Lighting a large room for baking!

Hi
I badly need some advice guys!
I’m working on webgl project with blender and three.js. and of course i’m not a 3d pro.
This is my situation:
I have a large room(like an art gallery) and i need to have a unified, soft, directionless light enlighten the whole room equally. my room has white-colored ceiling and walls(no texture) with no windows.
Now i want to bake lightmap(AO) for each object in the scene. so i enabled ‘Environment Lighting’ with setting energy to 1.0 and distance to 5, falloff strength to 0.2 and sampling to 9. then i start baking.

This is my baked result for walls and ceiling:


And this is the result in three.js:


As you see i have some gray lines right at the edges of walls and ceiling junctions which is very annoying. :frowning:
Also i think my ceiling is darker than my walls, but i’m not sure.

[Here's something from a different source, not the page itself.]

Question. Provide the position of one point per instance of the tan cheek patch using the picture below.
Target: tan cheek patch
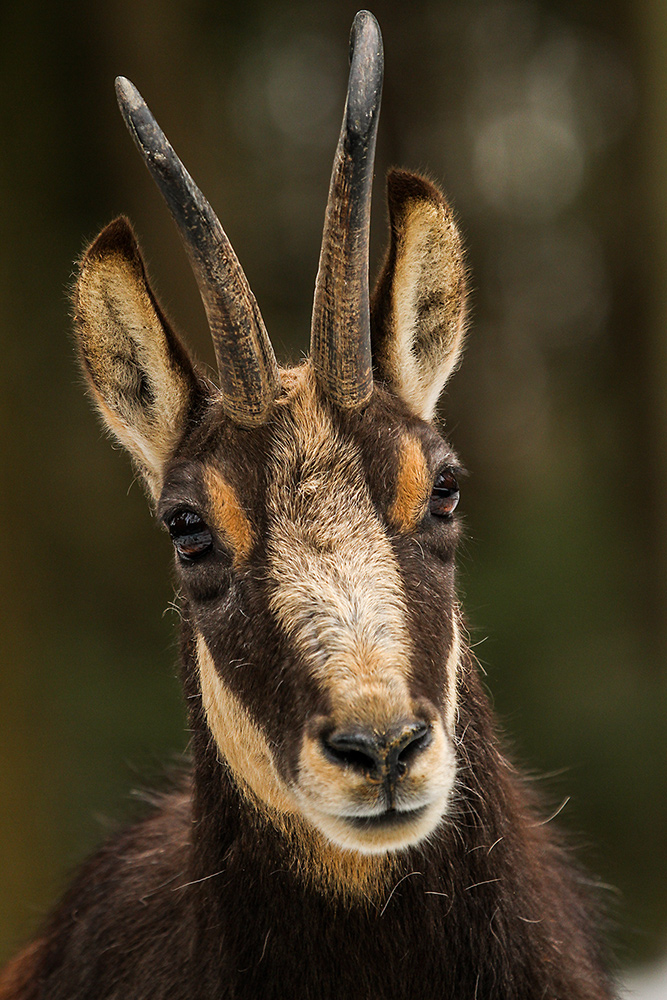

So first how could i overcome this gray line? is it something wrong with my model itself or what?
Second what’s your suggestions for lighting such a large four-wall room with no window?

I’ve searched a lot, but all tutorials i found is about techniques like 3 points lighting a single object or use sun light for interior scenes. but as i mentioned i have no window and no sun. instead i want to keep my walls and ceiling pretty white(not total white with no depth of course) with some directionless light(s).
I want to make sure my model and blender settings are good enough for what i want. then i’ll do some try-error at three.js side.
This is my blender file: http://d-h.st/t2O (i’m using blender 2.69 at linux x86_64).
Please help me!
Thanks.

How do you plan to use these things? Is the camera moving … is this a game where potentially a user could walk anywhere in the room and look at anything from any angle? Or, are the objects and the camera points-of-view fixed?

“This isn’t real-life … this is CG.” Totally fake. So, what is the minimum that is required to actually pull off each shot? What’s the extent of what’s going to be required to be visible in every map?

If these objects are in a white room with no windows and no texture, my instincts tell me that you probably don’t need to go to this trouble. If what you mean by “soft, directionless light” is that nothing casts shadows, then, well, in the world of CG, shadows are not required. Just tell your lights not to produce them. If you do need a shadow in a particular place, you can rig up a spotlight that casts nothing but shadows!

Tell us all more about what you are ultimately trying to achieve​ here . . . what does “this is perfect!!” look like, exactly?

Final product is a 3d room which user could move around like a fps game. so there is no fixed already rendered viewport image. but i need to bake lights into textures to avoid heavy processing at runtime in webgl part.
Basically i’m not sure which light type is useful for me and how to put them in such a room?
With only ‘Environment Lighting’ i’v got issues at the edges and corners. maybe my uv map not well palced, i’m not sure. please look at my blender file.